• Déficit de vitamina B12: causas y consecuencias.

    Las causas de la carencia incluyen disminución en la ingesta a través de fuentes dietarias, por ejemplo, la conversión al vegetarianismo estricto, sin la ingesta de suplementos. Si la dieta contiene alimentos de origen animal, y el organismo funciona correctamente es imposible que esto ocurra. Las afecciones gástricas, como atrofias por edad, cirugías restrictivas o defectos genéticos, debido a la falla en la producción de factor intrínseco necesario para la absorción de cobalamina. En cuanto a las alteraciones intestinales pueden citarse las deficiencias de enzimas pancreáticas que no permitan la liberación de la cobalamina, los síndromes de mala absorción o las resecciones de Ileon (porción terminal del intestino delgado) donde se absorbe dicha vitamina.

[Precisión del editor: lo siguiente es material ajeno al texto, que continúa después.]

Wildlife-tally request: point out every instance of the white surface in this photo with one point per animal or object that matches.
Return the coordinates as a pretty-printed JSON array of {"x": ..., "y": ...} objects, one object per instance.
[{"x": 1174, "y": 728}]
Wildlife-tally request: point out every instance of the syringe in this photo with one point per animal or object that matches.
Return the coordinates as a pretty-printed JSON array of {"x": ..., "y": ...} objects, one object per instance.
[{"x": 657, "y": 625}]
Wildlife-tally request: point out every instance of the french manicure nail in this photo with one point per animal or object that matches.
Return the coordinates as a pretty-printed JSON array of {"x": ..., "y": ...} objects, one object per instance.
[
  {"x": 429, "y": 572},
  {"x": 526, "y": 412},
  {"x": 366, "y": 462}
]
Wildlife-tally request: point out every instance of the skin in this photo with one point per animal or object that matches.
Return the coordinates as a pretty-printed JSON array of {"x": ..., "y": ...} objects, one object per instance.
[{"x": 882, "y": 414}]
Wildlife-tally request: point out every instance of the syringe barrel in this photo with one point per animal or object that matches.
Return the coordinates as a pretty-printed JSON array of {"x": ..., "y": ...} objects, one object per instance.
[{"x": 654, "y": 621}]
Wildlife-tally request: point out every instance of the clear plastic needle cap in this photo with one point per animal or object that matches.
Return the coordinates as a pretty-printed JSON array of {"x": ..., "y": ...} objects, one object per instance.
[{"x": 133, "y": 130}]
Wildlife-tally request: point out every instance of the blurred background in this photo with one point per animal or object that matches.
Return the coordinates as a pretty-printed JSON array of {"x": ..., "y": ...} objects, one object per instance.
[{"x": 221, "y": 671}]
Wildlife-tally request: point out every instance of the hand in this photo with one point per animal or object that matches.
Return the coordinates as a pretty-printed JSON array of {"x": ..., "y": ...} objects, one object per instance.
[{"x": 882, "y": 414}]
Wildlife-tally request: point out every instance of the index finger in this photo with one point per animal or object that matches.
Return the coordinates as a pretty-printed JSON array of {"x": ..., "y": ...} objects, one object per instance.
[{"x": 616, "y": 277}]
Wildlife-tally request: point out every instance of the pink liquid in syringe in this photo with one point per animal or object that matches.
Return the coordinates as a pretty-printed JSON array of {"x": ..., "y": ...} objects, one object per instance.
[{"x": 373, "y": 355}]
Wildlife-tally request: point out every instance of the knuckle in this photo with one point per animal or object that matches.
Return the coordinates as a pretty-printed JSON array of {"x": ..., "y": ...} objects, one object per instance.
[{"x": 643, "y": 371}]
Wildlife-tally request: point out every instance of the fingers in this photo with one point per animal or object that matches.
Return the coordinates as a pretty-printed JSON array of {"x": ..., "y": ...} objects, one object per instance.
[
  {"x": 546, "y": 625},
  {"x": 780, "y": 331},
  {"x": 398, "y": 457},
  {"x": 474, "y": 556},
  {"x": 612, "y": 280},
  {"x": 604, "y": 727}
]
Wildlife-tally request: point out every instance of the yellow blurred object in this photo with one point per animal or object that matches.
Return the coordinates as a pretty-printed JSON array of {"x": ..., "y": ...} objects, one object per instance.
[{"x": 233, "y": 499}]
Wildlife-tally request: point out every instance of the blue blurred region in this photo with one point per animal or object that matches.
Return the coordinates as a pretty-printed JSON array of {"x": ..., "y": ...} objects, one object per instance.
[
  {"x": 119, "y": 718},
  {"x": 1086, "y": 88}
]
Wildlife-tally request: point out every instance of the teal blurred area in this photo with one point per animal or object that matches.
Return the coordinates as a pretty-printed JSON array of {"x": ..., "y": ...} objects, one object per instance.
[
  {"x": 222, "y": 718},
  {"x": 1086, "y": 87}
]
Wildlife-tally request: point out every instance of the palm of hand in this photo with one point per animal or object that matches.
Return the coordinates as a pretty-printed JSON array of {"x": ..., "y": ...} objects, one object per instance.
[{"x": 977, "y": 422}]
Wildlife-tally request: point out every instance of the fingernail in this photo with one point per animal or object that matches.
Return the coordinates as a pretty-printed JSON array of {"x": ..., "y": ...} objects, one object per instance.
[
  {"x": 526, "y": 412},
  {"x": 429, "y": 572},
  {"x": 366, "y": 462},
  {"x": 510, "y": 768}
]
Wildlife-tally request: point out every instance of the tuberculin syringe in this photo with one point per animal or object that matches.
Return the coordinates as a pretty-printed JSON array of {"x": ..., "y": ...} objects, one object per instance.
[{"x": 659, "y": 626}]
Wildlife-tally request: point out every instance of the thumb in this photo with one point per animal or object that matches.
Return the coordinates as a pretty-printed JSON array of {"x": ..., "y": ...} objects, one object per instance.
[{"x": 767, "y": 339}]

    Algunos fármacos y el alcohol intervienen también en la absorción, provocando carencias en casos extremos.

    Investigaciones afirmaron que la carencia de vitamina B12 provocaba una forma de anemia que causaba la muerte de quienes la padecían, por lo que se denominó a esa enfermedad anemia perniciosa; con el tiempo se descubrió que lo que realmente ocurre en esta afección es que un defecto genético en la producción de factor intrínseco, no permitía que se absorbiera dicha vitamina, causando la carencia. Ésta anemia es de tipo megaloblástica, es decir que son glóbulos rojos aumentados de tamaño, al igual que ocurre con la anemia por deficiencia de Ácido Fólico. Algunos síntomas típicos son: cansancio, somnolencia, palidez de piel y mucosas y aumento de la frecuencia cardíaca, entre otros. Es muy importante la supervisión de un profesional médico a fin de encontrar el causante de dicha anemia, que es mucho más grave que la anemia por sí sola.

    También pueden presentarse alteraciones a nivel neurológico como hormigueos u entumecimientos en los miembros superiores o inferiores, situación que se conoce como parestesias y se debe a la mala conducción nerviosa. Se ha observado también pérdida o disminución de las funciones cognitivas como memoria, lenguaje,

    En casos de carencia graves se indican suplementos medicamentosos o inyecciones intramusculares mensuales, ya que el hígado funciona como reservorio de la misma distribuyéndola a los tejidos cuando sea necesario. Si la carencia es leve o moderada, se intenta cubrir los requerimientos a través de los alimentos, la vía más sana y natural.